Canada-U.S. RelationsOral Questions

2:30 p.m.

NDP

Jack Layton NDP Toronto—Danforth, ON

Mr. Speaker, we would have appreciated a clear answer of “yes, we will bring in the police”. It is that serious. I think the Americans need to hear that we are serious about this issue.

No wonder we are facing a crisis of confidence in elected officials. We have an official opposition that will not show up to vote. On Cadman, we get half-truths half the time. When it comes to issues like helping out lobbyists, they can always count on the deputy press secretary to the Prime Minister.

My question to the Prime Minister is simply this: where is the openness and the “we'll get to the bottom of it” attitude that he tried to sell to Canadians during the last election? Where has that gone?

Canada-U.S. RelationsOral Questions

2:30 p.m.

Calgary Southwest Alberta

Conservative

Stephen Harper ConservativePrime Minister

Mr. Speaker, I do not think that I could be plainer: we will take every step necessary to get to the bottom of this. The leak of this kind of information, for whatever reason by whomever, is completely unacceptable to the Government of Canada.

It is not useful, it is not in the interests of the Government of Canada, and the way the leak was executed was blatantly unfair to Senator Obama and his campaign. We will make sure that every legal and every investigative technique necessary is undertaken to find out who exactly is behind this.

EthicsOral Questions

2:30 p.m.

Liberal

Dominic LeBlanc Liberal Beauséjour, NB

Mr. Speaker, yesterday, the Prime Minister was forced to admit that it was his voice on Mr. Zytaruk's recording. In response to a question about a $1 million insurance policy, he can be heard answering, “I know that there were discussions.”

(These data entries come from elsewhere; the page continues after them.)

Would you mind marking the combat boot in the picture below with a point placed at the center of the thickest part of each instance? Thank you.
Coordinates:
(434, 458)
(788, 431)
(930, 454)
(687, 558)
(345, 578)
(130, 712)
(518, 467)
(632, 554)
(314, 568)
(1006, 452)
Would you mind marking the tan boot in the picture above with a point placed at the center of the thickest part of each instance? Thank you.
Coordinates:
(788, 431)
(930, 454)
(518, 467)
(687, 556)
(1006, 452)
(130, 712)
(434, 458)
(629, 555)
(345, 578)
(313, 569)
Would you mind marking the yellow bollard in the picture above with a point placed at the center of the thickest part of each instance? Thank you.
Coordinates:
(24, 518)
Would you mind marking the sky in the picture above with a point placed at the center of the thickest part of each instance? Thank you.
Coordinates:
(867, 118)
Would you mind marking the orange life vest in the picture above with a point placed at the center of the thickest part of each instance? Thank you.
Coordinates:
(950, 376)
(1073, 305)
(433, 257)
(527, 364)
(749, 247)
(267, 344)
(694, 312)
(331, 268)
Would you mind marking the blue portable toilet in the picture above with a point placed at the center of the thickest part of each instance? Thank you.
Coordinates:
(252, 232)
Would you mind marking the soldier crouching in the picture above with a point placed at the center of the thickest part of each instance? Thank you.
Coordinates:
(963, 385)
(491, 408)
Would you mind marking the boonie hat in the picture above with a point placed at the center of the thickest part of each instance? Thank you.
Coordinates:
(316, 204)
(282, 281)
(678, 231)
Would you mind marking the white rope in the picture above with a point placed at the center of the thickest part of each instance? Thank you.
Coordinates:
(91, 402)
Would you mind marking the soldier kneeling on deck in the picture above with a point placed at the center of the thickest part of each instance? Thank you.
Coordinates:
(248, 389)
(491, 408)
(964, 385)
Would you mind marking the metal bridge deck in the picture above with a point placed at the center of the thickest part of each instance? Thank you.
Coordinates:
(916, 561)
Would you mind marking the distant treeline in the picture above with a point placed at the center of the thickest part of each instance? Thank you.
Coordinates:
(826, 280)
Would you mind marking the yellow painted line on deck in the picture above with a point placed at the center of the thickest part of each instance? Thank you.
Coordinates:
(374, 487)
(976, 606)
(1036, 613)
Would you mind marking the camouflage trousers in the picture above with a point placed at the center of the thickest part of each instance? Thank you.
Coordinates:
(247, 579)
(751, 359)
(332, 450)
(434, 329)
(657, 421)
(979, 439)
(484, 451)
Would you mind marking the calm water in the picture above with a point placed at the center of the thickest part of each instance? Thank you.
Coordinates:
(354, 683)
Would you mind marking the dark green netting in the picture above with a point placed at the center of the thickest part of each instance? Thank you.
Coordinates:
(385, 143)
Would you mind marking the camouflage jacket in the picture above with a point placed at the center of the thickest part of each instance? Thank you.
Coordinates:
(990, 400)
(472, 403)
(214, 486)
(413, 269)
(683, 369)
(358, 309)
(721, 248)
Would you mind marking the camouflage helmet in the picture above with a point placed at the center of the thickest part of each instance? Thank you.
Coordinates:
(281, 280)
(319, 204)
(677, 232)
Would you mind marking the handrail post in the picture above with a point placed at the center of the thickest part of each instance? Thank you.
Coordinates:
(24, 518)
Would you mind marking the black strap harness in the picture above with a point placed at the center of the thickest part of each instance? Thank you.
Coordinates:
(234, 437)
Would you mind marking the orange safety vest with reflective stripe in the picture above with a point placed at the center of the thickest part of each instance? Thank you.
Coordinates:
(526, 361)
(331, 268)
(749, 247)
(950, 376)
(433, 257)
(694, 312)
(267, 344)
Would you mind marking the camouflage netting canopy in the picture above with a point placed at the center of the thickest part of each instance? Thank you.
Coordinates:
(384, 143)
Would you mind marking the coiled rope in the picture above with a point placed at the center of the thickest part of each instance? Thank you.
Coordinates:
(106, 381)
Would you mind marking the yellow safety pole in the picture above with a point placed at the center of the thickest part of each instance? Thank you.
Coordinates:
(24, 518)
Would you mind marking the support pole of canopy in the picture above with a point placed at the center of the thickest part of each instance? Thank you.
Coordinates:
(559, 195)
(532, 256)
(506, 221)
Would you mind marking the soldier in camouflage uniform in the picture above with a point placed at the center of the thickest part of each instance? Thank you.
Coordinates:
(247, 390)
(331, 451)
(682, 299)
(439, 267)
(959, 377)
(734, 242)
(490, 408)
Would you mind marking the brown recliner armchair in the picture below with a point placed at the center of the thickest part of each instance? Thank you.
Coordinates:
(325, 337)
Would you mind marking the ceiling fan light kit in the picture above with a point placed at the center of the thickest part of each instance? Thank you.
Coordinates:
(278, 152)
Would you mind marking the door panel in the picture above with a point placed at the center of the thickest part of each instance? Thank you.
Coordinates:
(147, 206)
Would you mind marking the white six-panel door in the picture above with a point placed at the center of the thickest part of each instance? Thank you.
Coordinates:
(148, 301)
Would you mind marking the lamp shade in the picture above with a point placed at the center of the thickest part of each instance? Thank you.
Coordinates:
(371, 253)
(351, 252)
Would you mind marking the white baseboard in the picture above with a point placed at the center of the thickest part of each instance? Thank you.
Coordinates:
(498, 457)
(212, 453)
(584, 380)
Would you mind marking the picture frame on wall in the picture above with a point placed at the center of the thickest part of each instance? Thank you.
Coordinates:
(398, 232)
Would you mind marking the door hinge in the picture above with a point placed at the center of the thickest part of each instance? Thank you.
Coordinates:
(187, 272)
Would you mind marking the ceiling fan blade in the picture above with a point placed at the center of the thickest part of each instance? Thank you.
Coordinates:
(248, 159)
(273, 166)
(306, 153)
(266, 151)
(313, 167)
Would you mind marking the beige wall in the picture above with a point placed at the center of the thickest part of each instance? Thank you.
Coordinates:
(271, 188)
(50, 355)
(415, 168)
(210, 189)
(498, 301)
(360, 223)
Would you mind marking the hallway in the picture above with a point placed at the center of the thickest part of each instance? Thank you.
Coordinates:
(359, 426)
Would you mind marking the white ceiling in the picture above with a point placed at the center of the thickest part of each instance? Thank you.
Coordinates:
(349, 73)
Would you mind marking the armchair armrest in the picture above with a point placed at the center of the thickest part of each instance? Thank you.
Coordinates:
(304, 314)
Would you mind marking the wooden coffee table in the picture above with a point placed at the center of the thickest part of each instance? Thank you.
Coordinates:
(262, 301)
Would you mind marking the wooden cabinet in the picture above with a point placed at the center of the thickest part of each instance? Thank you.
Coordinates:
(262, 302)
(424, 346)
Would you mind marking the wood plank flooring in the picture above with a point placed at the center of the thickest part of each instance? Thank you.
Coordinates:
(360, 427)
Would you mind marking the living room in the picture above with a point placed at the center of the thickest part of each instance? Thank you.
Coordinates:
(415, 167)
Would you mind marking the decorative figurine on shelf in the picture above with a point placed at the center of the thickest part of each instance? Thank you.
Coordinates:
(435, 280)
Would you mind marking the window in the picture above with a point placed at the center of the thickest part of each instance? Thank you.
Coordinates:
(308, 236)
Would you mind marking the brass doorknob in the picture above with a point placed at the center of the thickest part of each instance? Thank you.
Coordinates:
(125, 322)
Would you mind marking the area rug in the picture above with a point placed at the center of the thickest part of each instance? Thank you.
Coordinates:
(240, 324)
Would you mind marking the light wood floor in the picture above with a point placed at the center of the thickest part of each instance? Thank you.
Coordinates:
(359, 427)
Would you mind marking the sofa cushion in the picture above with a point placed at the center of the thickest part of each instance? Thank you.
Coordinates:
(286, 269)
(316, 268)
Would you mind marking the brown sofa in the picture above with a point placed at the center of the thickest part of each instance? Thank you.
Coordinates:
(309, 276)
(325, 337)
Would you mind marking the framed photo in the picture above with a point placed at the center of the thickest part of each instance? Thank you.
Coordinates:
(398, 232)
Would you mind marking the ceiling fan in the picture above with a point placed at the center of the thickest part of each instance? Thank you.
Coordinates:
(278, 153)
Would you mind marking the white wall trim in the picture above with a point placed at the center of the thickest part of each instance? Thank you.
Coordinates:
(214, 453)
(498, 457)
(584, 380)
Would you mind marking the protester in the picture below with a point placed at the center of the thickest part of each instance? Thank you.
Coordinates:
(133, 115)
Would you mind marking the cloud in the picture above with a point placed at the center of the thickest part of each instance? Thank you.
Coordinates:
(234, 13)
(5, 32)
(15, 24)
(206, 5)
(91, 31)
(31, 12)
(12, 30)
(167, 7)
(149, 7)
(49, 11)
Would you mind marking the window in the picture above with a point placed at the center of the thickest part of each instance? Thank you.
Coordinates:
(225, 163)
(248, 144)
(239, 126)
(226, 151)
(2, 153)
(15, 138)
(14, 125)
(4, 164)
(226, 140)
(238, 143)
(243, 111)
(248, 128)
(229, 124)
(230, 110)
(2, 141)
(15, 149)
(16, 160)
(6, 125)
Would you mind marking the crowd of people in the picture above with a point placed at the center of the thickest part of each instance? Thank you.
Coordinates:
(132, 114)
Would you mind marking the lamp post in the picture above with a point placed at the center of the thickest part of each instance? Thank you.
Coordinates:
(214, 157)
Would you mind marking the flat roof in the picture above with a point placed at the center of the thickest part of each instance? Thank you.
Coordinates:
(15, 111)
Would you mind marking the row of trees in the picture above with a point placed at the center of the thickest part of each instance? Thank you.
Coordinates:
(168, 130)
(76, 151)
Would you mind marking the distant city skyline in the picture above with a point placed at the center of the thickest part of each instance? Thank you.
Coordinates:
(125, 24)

Will the Prime Minister finally tell us what he knew about this $1 million insurance policy?

EthicsOral Questions

2:35 p.m.

Port Moody—Westwood—Port Coquitlam B.C.

Conservative

James Moore ConservativeParliamentary Secretary to the Minister of Public Works and Government Services and for the Pacific Gateway and the Vancouver-Whistler Olympics

Mr. Speaker, there was in fact no life insurance policy proposal that was made. The Prime Minister has made that clear.

But I again would like to thank my colleague from Beauséjour for his support of the budget last night and his confidence in the government. Last night he confirmed what I have suspected for a long time: that the people of Beauséjour were never better served than when the hon. member did not show up to vote.

EthicsOral Questions

2:35 p.m.

Liberal

Dominic LeBlanc Liberal Beauséjour, NB

Mr. Speaker, the Prime Minister admitted that it is his voice on the Zytaruk tape. On the tape, the Prime Minister is directly asked about an offer of a million dollar life insurance policy to Mr. Cadman. The Prime Minister answers, “I know that there were discussions...”.

What did the Prime Minister know about these discussions and the offer of a million dollar bribe to Mr. Cadman?

EthicsOral Questions

2:35 p.m.

Port Moody—Westwood—Port Coquitlam B.C.

Conservative

James Moore ConservativeParliamentary Secretary to the Minister of Public Works and Government Services and for the Pacific Gateway and the Vancouver-Whistler Olympics

Mr. Speaker, there were no discussions about a million dollar bribe. The accusation is outrageous. That is why the Liberal Party in the future will be paying a serious and steep price for making these false criminal allegations.

The only conversations that took place with Chuck Cadman happened on May 19. Doug Finley and Tom Flanagan sat down with Chuck Cadman and expressed our desire to have Chuck Cadman rejoin the Conservative caucus, present himself as a Conservative candidate and get re-elected as the member of Parliament for Surrey North.

EthicsOral Questions

2:35 p.m.

Liberal

Marlene Jennings Liberal Notre-Dame-de-Grâce—Lachine, QC

Mr. Speaker, here is the Oxford dictionary's definition of the word “bribe”: “to dishonestly persuade (someone) to act in one’s favour by paying them or giving other inducement”.

Keeping that in mind, could the Prime Minister explain the tape and its specific mention of “the offer to Chuck”? Could he tell us why any offer at all to persuade Mr. Cadman to vote with the Conservatives could be interpreted as anything but an attempt to bribe him?